ALLENDALE, Mich. — Newly released footage an officer shooting and killing a man in Charlotte will be the subject of conversation on Grand Valley State University's campus on Monday when 16 students get an up close look at race-relations in a new class called 'Black Lives Matter'.
The class is just two weeks into the one credit course and does not have a set syllabus; it's constantly changing. The course isn't connected to the Black Lives Matter organization, but discusses the history leading up to the group's creation.
The Black Lives Matter movement has gained momentum in the United States since its creation in 2012 following the shooting death of black teenager, Trayvon Martin. Since then the group has established itself across the country.
"While we're having these conversations about what's going on today I try to link them to things that happened in the 1960's and the 1860's," said professor Louis Moore. "We discuss why is this still happening and what do you want to happen after this? I took on this role to learn more about the information, but also to help the students understand this."
Moore stepped into the role as the course professor. The class currently has 16 students from different races and walks of life. The students will work in groups and have open conversations with grading dependent on class participation and a group project.

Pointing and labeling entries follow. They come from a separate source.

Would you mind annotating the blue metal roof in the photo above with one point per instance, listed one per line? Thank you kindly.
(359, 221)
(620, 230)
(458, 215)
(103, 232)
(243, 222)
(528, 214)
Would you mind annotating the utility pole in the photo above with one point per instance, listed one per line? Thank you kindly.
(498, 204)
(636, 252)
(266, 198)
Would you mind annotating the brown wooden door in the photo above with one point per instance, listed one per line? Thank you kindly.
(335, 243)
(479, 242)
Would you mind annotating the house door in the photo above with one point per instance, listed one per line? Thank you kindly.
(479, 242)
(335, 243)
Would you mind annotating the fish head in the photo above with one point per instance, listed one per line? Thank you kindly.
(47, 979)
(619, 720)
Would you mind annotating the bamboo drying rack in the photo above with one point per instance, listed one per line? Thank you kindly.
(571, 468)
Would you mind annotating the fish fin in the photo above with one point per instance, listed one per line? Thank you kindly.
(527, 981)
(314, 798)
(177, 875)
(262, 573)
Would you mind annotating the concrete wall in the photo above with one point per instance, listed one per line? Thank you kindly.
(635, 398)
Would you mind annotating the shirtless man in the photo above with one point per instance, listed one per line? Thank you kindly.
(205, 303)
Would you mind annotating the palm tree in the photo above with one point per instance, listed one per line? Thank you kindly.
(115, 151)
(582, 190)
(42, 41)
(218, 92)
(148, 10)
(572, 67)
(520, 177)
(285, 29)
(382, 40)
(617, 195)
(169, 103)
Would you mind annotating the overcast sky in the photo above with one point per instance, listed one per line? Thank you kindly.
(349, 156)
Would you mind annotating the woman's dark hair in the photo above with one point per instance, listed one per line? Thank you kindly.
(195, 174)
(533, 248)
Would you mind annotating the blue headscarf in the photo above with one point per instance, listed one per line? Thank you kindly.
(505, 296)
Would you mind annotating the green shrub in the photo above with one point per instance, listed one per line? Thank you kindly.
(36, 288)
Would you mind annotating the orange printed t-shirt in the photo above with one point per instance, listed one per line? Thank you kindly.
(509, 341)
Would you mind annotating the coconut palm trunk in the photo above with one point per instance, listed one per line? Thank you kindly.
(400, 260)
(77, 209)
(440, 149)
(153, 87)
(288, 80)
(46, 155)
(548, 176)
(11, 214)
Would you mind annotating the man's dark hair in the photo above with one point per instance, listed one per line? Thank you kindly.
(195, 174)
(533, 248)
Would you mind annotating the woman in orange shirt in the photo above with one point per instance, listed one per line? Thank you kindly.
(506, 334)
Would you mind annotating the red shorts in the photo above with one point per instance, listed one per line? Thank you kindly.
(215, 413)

"These students are young, in their 20's, they're energetic," Moore said. "Part of that then is to get them to talk about what democracy is and we always talk about this idea and that's part of what Black Lives Matter is is if we're not free, if black people aren't free, if LGBT people aren't free, then America isn't free."
Similar courses are offered at other universities, but it's being treated as a "pop up class" at Grand Valley State University focusing on current events. This year's class happens to be Black Lives Matter.
"It's been awesome in the sense that we get to discuss the history and get the opportunity to discuss the movement," Moore said. "But it's been sad over the last week with three police murders, so our class has really been filled with dealing with why those happened, what's going to happen after that for the future."
While Moore hopes the class continues, he says it's a catch-22 because if the course is still available it's still an issue that needs to be addressed.
"We have to ask ourselves why are we still discussing this issue?" Moore said.
The class meets twice a week on Monday and Friday and concludes in three weeks. It's undecided whether the course will be offered again next year or treated as a longer 15 week class.